Eleanor Catton

Set in New Zealand, Birnam Wood by Eleanor Catton is a political thriller with an elaborate plot. It opens with what appears to be a natural catastrophe—a landslide in which five people die. The Darvishes, owners of a large farm near the accident site, agree to sell the farm to Robert Lemoine, a billionaire and co-founder of Autonomo, a drone manufacturing company. Robert claims he wants to build an underground bunker in preparation for the impending apocalypse. His real intention, however, is more sinister: to illegally extract rare earth minerals from the nearby Korowai national park. His mining activities actually caused the landslide.

The farm has also attracted the attention of Mira Bunting, the founder of Birnam Wood, an activist collective that illegally grows vegetables on vacant public and private lands as a means to promote social change. Mira meets Robert Lemoine at the farm who offers her a hundred thousand dollars to fund her project. She convinces the Birnam Wood co-op to establish itself on the farm and cultivate produce. The lone dissenting voice comes from Mira’s former boyfriend and aspiring journalist, Tony Gallo. He argues it is a betrayal of their core principles to work with a capitalist billionaire who makes surveillance equipment for the military. He is outvoted, and the Birnam Wood crew head out to the farm to establish themselves. Sensing a scoop that will bring him fame as a journalist, Tony secretly follows them and gathers information exposing Lemoine’s clandestine activities in the park. He is spotted by security guards who chase him.

Meanwhile, Lemoine plays the congenial host to the gullible left-wing radicals on the farm. He is at once charming, duplicitous, manipulative, and calculating. He has surveillance drones and spy cameras at his fingertips, hacks phones, infiltrates emails and computers with the blink of an eye, and hires security guards with military training to keep trespassers away from his clandestine activities. He projects different personas and assumes different identities depending on his audience.

The plot twists and turns with the last section moving at a breathtaking pace. The situation rapidly deteriorates when Owen Darvish makes an unannounced visit to the farm. An accidental death leads to a chain of events that culminate in a bloody crescendo. The early sections, however, lean heavily toward exposition in lengthy sentences of unnecessarily extensive background information on even the minor characters. These feel like fillers, as do the debates about identity and privilege. The characters are portrayed in stereotypical fashion—the ruthless, all-powerful, arrogant billionaire; the young, idealistic, naive environmentalists cultivating vegetables while oblivious to the environmental devastation happening in the vicinity.

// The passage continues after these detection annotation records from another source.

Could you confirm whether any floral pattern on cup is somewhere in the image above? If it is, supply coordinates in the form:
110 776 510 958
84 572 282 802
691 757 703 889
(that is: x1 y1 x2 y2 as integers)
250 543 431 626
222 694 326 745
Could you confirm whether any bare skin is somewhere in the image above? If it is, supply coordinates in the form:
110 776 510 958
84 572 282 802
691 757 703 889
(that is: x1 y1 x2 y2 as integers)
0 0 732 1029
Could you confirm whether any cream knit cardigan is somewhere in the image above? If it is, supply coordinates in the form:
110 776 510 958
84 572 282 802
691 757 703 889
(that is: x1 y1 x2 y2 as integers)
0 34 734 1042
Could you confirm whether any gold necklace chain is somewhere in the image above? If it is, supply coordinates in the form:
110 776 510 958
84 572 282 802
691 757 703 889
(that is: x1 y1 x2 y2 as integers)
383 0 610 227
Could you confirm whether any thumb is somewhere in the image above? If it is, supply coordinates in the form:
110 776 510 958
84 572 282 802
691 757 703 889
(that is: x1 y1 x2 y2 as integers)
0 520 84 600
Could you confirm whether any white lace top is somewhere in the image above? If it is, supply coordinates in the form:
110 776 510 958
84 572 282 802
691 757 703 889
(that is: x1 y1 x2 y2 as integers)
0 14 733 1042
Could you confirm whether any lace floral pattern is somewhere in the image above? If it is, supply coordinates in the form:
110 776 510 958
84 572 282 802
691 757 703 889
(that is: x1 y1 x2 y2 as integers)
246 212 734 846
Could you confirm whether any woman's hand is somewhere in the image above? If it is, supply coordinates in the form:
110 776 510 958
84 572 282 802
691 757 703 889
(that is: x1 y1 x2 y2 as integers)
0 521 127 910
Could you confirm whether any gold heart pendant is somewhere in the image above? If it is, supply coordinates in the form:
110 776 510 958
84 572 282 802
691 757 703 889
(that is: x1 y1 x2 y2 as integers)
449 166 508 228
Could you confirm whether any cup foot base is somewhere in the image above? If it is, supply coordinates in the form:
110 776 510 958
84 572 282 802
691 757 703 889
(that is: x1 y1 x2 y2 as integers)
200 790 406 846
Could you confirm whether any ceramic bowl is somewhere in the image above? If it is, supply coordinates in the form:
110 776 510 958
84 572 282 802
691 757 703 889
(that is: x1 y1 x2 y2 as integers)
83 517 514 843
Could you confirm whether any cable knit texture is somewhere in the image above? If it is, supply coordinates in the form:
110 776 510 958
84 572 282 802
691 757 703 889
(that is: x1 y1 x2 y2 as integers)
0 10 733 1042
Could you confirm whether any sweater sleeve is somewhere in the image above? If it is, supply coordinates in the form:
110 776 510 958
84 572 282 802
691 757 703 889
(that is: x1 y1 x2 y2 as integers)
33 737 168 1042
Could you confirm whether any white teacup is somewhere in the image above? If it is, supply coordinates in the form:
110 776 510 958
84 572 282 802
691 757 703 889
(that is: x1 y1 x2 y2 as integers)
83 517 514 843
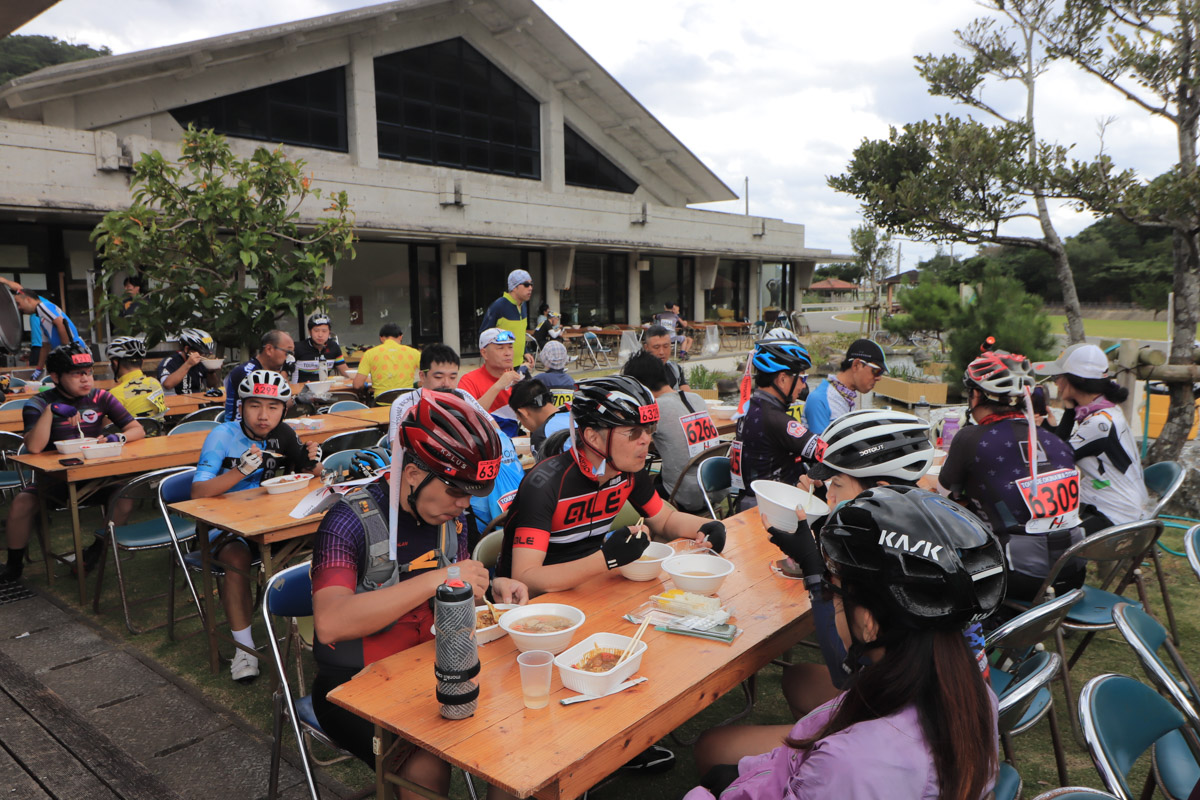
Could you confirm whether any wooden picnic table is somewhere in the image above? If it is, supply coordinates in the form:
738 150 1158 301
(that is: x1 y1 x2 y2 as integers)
170 480 325 674
329 510 812 800
12 414 366 606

Catton positions her characters at major and minor intersections where they have to make a choice. Regardless of how noble or ignoble their intention, once they have made the choice, the consequences spiral out of control, rendering as meaningless all their strutting and fretting, all their dreams and aspirations. Just as Macbeth’s intention to be king is vanquished when the seemingly impossible happens with “Great Birnam Wood to high Dunsinane Hill/Shall come against him,” Robert Lemoine’s ruthless ambition to multiply his billions many times over is similarly vanquished as a result of the seemingly innocuous activities of Birnam Wood.